Helen Dunmore's latest novel Exposure is set in 1960, when Britain was in the grip of the Cold War and a few years after the defection of Burgess and Maclean. Simon Callington, a mid-ranking civil servant at the Admiralty who lives uneventfully with his wife and three children in suburban Muswell Hill, receives a late-night phone call from a colleague and former friend, Giles Holloway. Giles has had a serious accident and been taken to hospital, but there's something wants Simon to do: to go to his flat, collect a file that Giles had taken home from work, and return it to the office before morning.

This simple favour triggers a ripple effect that has devastating consequences for Giles, Simon, Simon's wife Lily and their three children, gradually exposing a web of deception that extends beyond secrets of state and into the backgrounds of everyone concerned.

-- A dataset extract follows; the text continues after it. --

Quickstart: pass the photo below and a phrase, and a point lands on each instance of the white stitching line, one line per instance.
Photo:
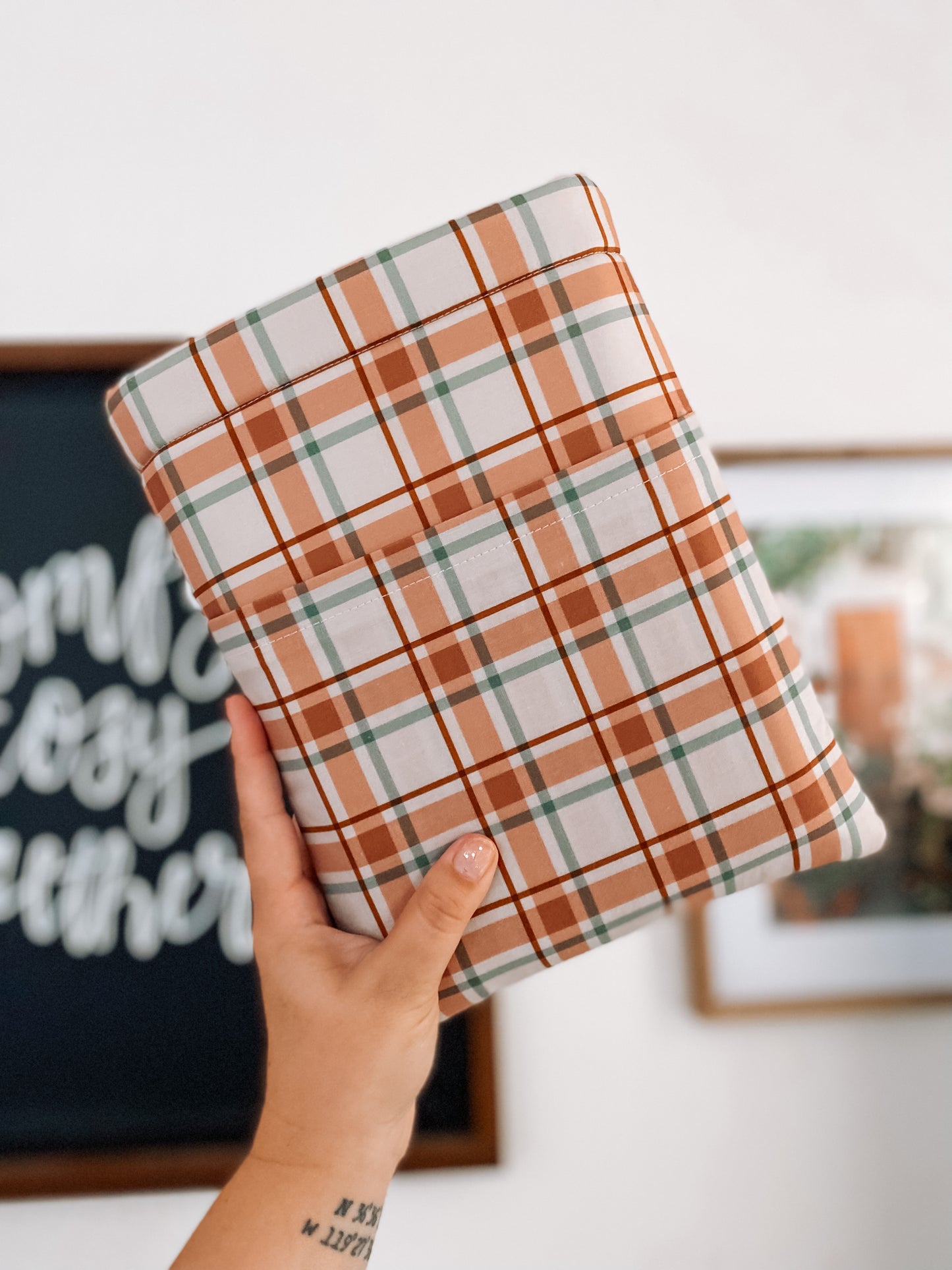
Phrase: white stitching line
(455, 568)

This book isn't, as such, a spy thriller. It's something quieter and more reflective, more personal. The technicalities of spying and the nature of the material in the secret file are also of little importance, and the identity of those who colluding in handing secrets to the Soviets is revealed almost immediately. Instead, the book focuses on the personal implications of what becomes a high-profile scandal. Giles, Simon and Lily all have more to hide than their involvement in the espionage plot, and each of them is, to some degree, estranged from their own past, whilst still shaped and defined by it.

Helen Dunmore is not only a deeply perceptive writer with a remarkable gift for character - Lily, with her steely determination and innate loyalty to those she loves, is particularly well-drawn - but is also exceptionally skilled at evoking history and place. Every period detail is perfect; each mundane detail of suburban life and the social norms of the day is acutely well-chosen. It's impossible to read Exposure without feeling utterly immersed in the setting.

While it's often observed in the novel that 'real spies are dull as ditchwater' rather than 'cloak and dagger types', the characters are still in enough genuine jeopardy to punctuate their reflections with moments of grim tension. Giles, Simon and Lily are really mere pawns in a much bigger and more sinister game, and when one of the major players decides to pay them individual visits, things take a dark turn.

Exposure is a beautifully-crafted and deeply absorbing novel, and I'd really struggle to find any fault any fault with it.

Exposure is published in the UK on 28 January. My thanks to the publisher for providing me with a copy via NetGalley in exchange for an honest review.